Which is more painful: higher prices at the gas pumps or overcrowded, beat up roads?
That's just one argument voters will hear as supporters of Proposition 6 -- a move to repeal the gas tax -- kicked off its campaign in the Bay Area. The campaign is being fought fiercely by supporters of the tax.
Currently, whenever someone in California uses a pump, they are fueling the 12-cents-a-gallon tax passed by Senate Bill 1. The money is reportedly being used to pay for transportation projects, which some drivers said is a worthwhile, but painful tradeoff.
"With the roads needing to be fixed and the gas going up, I think we need to fix our roads," California resident Ricardo Macias said.
A group pushing Proposition 6, a measure to repeal Senate Bill 1, launched its Bay Area campaign Monday in San Mateo and Santa Clara as part of its statewide effort.
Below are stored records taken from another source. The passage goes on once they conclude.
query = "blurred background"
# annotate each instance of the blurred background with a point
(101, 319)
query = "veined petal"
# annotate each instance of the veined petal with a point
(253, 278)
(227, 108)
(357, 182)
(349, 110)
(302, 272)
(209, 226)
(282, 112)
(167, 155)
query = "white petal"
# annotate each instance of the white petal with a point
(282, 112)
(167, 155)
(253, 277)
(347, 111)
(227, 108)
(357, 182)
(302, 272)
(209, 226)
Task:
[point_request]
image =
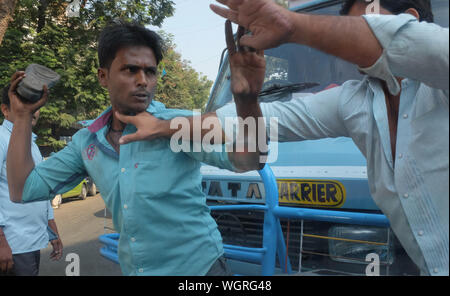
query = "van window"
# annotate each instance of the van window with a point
(291, 64)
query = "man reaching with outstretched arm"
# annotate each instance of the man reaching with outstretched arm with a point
(397, 115)
(153, 192)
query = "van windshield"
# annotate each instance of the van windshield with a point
(291, 64)
(295, 68)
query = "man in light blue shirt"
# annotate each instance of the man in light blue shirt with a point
(398, 115)
(153, 192)
(23, 228)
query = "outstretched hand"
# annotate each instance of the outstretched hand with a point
(247, 66)
(146, 124)
(271, 25)
(18, 107)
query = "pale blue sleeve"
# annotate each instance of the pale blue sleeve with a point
(411, 49)
(58, 174)
(3, 151)
(50, 212)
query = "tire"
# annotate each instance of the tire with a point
(83, 194)
(56, 201)
(92, 190)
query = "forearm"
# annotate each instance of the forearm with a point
(346, 37)
(251, 140)
(19, 160)
(52, 225)
(3, 241)
(199, 128)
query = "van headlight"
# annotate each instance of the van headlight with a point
(352, 244)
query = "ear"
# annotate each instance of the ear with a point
(5, 110)
(102, 74)
(413, 12)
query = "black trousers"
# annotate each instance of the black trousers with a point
(26, 264)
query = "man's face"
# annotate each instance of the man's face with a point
(131, 79)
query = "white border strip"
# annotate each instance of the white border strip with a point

Proposition 6 would eliminate the 12-cents-a-gallon hike, as well as new vehicle fees and a 20-cents-a-gallon jump for diesel fuel.
"They've lied to us all along. They've stolen the money all along," Proposition 6 Chairman Carl DeMaio said. "Why do you think they're going to act any differently?"
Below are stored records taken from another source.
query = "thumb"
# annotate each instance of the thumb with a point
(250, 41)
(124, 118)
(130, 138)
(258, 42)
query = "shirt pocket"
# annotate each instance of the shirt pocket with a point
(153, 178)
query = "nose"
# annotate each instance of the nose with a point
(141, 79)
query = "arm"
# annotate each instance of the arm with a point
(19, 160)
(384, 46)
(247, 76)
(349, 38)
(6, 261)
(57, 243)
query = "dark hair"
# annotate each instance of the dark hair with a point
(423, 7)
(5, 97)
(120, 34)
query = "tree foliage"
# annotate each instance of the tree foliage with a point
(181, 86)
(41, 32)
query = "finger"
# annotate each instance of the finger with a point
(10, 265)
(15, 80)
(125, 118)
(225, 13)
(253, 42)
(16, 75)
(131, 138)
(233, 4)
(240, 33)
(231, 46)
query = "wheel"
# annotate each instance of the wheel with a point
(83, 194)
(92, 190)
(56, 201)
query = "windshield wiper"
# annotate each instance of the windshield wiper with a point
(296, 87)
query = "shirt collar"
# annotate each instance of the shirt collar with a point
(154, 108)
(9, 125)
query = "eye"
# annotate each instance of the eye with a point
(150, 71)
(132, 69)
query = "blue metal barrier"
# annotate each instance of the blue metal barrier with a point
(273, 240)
Opponents led by the Silicon Valley Leadership Group point out transportation and road maintenance needs total $8 billion a year. Current funding is at $2.2 billion, leaving a $5.8 billion deficit.
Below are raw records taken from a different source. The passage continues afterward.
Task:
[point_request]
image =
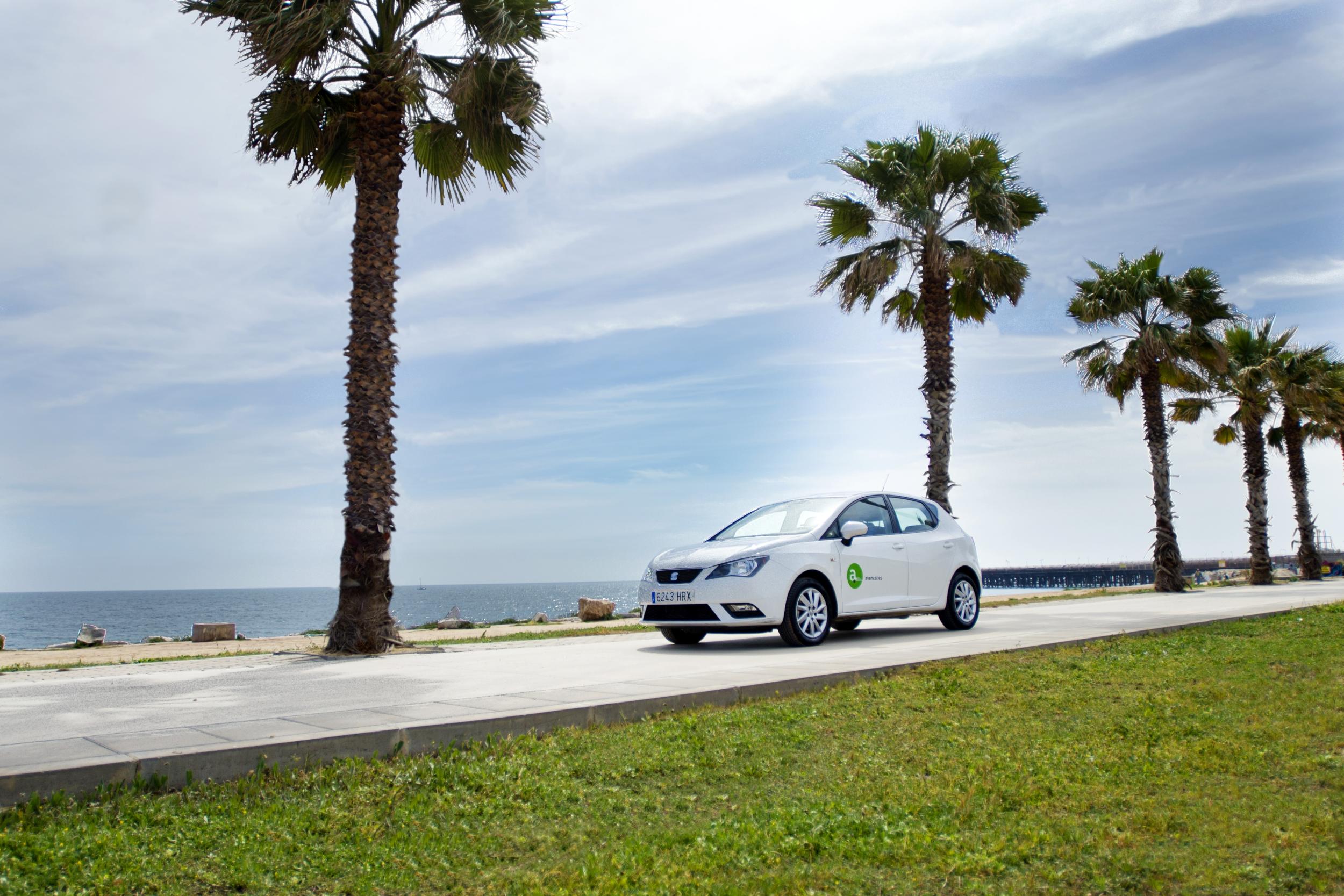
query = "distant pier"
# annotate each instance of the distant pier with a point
(1113, 575)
"This is already funding safety improvements, road repair and pothole improvements," said Carl Guardino with the Silicon Valley Leadership Group.
The fight will only get more intense because some opponents also said Proposition 6 is being proposed mainly to bring out more Republican voters for other races.
The Proposition 6 campaign makes its way to Fairfield in Solano County on Tuesday.